Sem surpresa, os leitores aprovaram o livro antes dos críticos pois a primeira impressão esgotou em apenas seis meses. Uma das coisas que meio que passou desapercebido na época foram temas sociais nos quais Jane foi mais clara do que qualquer outra obra, incluindo escravidão, abuso sexual, traição, depressão e casos extraconjugais. Visto como uma “comédia social”, também foi traduzido como moralista pois a integridade de Fanny não sucumbe à nenhuma das falhas que os outros não conseguem evitar. Mas, de novo, a ironia do texto ‘salva’ Fanny porque ela não deixa de ter seus conflitos. Por essas razões, Mansfield Park foi, por muitos anos, considerado o romance mais polêmico da autora, com maior referência histórica e política, assim como personagens mais profundos.

Perto de Emma é engraçado pensar em Fanny como difícil

Insípida, direta, vulnerável, independente para alguns, Fanny Brice não é uma personagem fácil de encaixar no universo de Jane Austen porque ao mesmo tempo que é obediente, moralista e casta, é também opinativa e determinada.
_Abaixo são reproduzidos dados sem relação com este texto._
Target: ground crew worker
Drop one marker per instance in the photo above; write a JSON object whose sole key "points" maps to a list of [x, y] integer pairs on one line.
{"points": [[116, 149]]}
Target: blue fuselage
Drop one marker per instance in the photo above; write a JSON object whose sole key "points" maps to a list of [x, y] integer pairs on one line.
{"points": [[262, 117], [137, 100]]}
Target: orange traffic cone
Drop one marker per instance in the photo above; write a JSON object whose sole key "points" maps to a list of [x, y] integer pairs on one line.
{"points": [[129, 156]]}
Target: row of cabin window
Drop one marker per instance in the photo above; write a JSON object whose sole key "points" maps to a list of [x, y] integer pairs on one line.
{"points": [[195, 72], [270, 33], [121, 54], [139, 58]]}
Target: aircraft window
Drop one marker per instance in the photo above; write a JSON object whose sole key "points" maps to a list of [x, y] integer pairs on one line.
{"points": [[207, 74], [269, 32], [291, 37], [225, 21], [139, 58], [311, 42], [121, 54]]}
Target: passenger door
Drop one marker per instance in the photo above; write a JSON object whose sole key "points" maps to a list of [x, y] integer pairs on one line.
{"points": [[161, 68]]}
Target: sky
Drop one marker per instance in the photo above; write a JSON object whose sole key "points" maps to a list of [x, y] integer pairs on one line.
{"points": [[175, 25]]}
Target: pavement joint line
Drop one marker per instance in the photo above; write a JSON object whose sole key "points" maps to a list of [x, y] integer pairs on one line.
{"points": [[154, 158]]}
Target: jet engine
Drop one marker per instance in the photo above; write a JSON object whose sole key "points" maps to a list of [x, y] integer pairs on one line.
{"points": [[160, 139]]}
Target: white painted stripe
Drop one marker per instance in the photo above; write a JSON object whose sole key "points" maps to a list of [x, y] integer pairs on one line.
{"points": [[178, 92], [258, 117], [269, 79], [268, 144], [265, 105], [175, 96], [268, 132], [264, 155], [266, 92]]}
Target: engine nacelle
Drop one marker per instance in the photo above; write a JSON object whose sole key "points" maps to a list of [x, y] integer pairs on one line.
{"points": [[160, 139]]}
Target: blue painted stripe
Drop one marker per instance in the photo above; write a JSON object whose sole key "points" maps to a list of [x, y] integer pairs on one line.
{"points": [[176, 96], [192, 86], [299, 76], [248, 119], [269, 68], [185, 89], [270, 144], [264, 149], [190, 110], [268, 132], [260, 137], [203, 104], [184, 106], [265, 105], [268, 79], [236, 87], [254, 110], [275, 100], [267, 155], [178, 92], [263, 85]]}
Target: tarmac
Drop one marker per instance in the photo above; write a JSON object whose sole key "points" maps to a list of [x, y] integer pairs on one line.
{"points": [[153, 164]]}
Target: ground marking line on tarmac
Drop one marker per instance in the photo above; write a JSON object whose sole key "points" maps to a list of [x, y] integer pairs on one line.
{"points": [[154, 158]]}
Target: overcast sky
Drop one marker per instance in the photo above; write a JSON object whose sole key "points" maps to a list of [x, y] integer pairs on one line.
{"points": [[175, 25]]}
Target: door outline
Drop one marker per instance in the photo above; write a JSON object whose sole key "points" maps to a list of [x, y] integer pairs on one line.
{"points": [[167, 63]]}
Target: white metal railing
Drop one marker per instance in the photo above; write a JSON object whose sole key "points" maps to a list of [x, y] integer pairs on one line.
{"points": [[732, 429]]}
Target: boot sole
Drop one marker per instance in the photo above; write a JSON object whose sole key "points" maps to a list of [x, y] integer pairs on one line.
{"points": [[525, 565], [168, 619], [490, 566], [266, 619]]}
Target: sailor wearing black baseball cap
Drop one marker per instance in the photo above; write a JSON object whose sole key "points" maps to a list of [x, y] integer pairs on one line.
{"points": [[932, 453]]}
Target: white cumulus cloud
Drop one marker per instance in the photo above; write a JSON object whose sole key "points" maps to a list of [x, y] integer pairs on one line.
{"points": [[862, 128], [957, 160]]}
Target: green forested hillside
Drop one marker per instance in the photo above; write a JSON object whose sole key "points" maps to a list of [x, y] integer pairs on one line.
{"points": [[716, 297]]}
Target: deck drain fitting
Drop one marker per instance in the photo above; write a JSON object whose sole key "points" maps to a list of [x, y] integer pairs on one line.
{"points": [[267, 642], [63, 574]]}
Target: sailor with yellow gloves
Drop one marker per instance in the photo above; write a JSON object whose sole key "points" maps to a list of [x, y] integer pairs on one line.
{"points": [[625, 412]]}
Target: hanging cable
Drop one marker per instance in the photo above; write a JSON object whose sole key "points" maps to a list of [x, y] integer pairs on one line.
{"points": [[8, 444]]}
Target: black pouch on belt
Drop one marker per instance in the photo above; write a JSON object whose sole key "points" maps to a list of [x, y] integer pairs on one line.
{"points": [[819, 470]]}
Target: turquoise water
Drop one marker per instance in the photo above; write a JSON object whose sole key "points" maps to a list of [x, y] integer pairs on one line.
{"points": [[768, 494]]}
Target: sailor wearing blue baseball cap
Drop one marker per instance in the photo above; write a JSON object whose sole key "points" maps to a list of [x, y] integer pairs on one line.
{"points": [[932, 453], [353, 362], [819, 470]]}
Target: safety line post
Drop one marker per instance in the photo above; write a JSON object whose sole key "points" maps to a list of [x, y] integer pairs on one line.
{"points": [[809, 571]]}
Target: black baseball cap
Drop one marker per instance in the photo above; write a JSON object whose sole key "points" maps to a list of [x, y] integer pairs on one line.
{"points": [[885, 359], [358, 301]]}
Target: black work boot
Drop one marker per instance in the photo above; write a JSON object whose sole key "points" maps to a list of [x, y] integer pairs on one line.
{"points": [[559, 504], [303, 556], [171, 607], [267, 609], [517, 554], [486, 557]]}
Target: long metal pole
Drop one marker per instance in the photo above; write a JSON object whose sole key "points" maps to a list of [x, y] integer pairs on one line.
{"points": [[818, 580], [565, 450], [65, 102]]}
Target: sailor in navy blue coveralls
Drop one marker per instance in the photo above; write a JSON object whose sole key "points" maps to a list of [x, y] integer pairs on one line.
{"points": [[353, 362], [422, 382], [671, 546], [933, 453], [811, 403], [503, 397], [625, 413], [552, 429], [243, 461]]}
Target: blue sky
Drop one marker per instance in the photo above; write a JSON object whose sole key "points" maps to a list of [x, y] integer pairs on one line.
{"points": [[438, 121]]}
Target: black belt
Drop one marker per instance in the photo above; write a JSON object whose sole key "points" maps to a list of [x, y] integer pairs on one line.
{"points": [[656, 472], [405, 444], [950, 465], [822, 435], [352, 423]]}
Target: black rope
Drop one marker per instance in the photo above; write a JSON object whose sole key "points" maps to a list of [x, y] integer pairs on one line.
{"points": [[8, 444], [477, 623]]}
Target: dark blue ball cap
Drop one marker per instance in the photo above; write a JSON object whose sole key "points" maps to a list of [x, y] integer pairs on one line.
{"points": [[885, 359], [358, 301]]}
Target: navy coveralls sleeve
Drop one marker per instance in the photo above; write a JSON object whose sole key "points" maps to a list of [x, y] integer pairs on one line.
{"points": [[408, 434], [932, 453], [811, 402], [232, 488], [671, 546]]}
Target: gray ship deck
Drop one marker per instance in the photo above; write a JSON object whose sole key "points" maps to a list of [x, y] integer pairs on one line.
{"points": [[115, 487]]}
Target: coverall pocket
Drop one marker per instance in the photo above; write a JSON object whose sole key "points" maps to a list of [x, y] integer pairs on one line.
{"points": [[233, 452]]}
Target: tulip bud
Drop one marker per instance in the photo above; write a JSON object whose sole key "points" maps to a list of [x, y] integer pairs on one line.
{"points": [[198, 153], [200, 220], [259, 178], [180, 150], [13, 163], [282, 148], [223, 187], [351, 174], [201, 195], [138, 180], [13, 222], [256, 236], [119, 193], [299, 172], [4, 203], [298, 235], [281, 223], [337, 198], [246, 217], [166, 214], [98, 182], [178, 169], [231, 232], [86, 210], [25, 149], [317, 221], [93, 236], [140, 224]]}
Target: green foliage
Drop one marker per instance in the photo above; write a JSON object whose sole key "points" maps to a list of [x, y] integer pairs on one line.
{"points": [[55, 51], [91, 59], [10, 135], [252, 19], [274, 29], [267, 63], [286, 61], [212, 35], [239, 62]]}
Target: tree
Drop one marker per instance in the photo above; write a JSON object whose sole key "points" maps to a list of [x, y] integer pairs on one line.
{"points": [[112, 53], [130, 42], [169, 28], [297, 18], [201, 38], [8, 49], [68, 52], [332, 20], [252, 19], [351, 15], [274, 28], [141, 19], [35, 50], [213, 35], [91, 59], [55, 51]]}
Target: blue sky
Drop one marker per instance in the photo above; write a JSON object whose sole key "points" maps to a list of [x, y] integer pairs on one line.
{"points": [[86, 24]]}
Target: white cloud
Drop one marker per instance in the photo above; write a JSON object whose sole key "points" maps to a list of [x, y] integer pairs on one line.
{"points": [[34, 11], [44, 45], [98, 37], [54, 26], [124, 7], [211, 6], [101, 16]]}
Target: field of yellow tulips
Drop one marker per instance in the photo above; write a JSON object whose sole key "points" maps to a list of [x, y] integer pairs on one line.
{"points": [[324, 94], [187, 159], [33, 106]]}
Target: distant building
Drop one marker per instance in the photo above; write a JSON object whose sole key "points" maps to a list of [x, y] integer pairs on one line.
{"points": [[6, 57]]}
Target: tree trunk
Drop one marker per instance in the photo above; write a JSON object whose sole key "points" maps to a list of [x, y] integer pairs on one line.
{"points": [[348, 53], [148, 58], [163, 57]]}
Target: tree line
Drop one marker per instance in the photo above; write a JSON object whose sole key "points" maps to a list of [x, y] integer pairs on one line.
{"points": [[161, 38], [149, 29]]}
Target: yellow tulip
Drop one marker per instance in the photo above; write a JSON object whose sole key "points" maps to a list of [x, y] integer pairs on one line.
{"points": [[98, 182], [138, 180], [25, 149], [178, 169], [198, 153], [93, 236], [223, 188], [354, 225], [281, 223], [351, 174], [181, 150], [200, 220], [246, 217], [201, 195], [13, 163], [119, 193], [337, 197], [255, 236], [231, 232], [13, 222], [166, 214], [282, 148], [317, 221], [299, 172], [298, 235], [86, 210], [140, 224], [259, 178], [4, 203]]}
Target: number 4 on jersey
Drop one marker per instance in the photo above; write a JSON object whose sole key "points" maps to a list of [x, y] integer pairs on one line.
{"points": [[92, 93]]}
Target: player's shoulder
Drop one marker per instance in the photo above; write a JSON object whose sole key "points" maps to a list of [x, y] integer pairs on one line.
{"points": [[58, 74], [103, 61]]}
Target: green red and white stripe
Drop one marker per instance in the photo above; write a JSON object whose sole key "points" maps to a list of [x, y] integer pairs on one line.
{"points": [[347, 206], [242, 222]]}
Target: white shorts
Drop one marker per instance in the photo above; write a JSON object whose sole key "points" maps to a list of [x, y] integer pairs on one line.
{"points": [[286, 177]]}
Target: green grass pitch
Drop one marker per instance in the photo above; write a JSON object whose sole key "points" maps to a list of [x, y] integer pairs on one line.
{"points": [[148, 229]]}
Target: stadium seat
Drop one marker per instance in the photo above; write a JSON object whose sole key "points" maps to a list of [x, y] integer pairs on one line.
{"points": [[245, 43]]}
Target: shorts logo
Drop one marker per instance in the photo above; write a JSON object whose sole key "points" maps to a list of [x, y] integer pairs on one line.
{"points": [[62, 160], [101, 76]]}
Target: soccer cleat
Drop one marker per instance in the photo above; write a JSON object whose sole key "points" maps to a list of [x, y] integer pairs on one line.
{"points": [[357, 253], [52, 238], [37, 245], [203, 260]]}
Mesmo sob pressão extrema, não muda sua essência, se mantendo fiel à sua consciência, mesmo que para alguns pareça falta de empatia. Para Fanny nada é cinza: ou é certo ou é errado. Porém, quando é finalmente tirada do universo materialista para o que viveria realmente se mantivesse sua intolerância, até ela cede e quase se deixa seduzir. Em outras palavras, é uma personagem contraditória e por isso mesmo interessante. Fanny é abusada emocional e materialmente por todos em algum ponto de sua vida, o que contribui para uma baixa autoestima, e, aos poucos, ela vai desabrochando.

Mas a questão mais delicada de todas é a abordagem do livro é mesmo o delicado ponto da escravidão e como Fanny não confronta a origem do luxo que vive na Inglaterra. Fãs da autora, como a diretora Patricia Rozema que dirigiu o filme de 1999, contesta a versão de que Jane era apologista apresentando a família Bertram como moralmente corrupta e degenerada, algo que não contas nas páginas originais.

Talvez por essas questões, há menos adaptações de Mansfield Park para TV e cinema que as demais obras de Jane Austen. A BBC tem versões de 1983 como uma das primeiras tentativas, em seguida uma segunda em 1997. O filme de 1999 é talvez o mais conhecido, com Frances O’Connor como Fanny Price e Jonny Lee Miller como Edmund Bertram, mas é a obra que toma liberdades com o livro.

Depois dele, apenas em 2003 que Mansfield Park voltou à TV, com Felicity Jones como Fanny Price e Benedict Cumberbatch como Edmund Bertram, mas a tentativa de 2007 foi mais popular na Inglaterra, onde Blake Ritson, nosso querido Oscar Van Rihjn de The Gilded Age interpretou Edmund Bertram.

Em seu aniversário de 210 anos, fica o registro de um conteúdo que merece uma nova análise e mais uma vez uma chance para provar o brilhantismo de uma grande autora.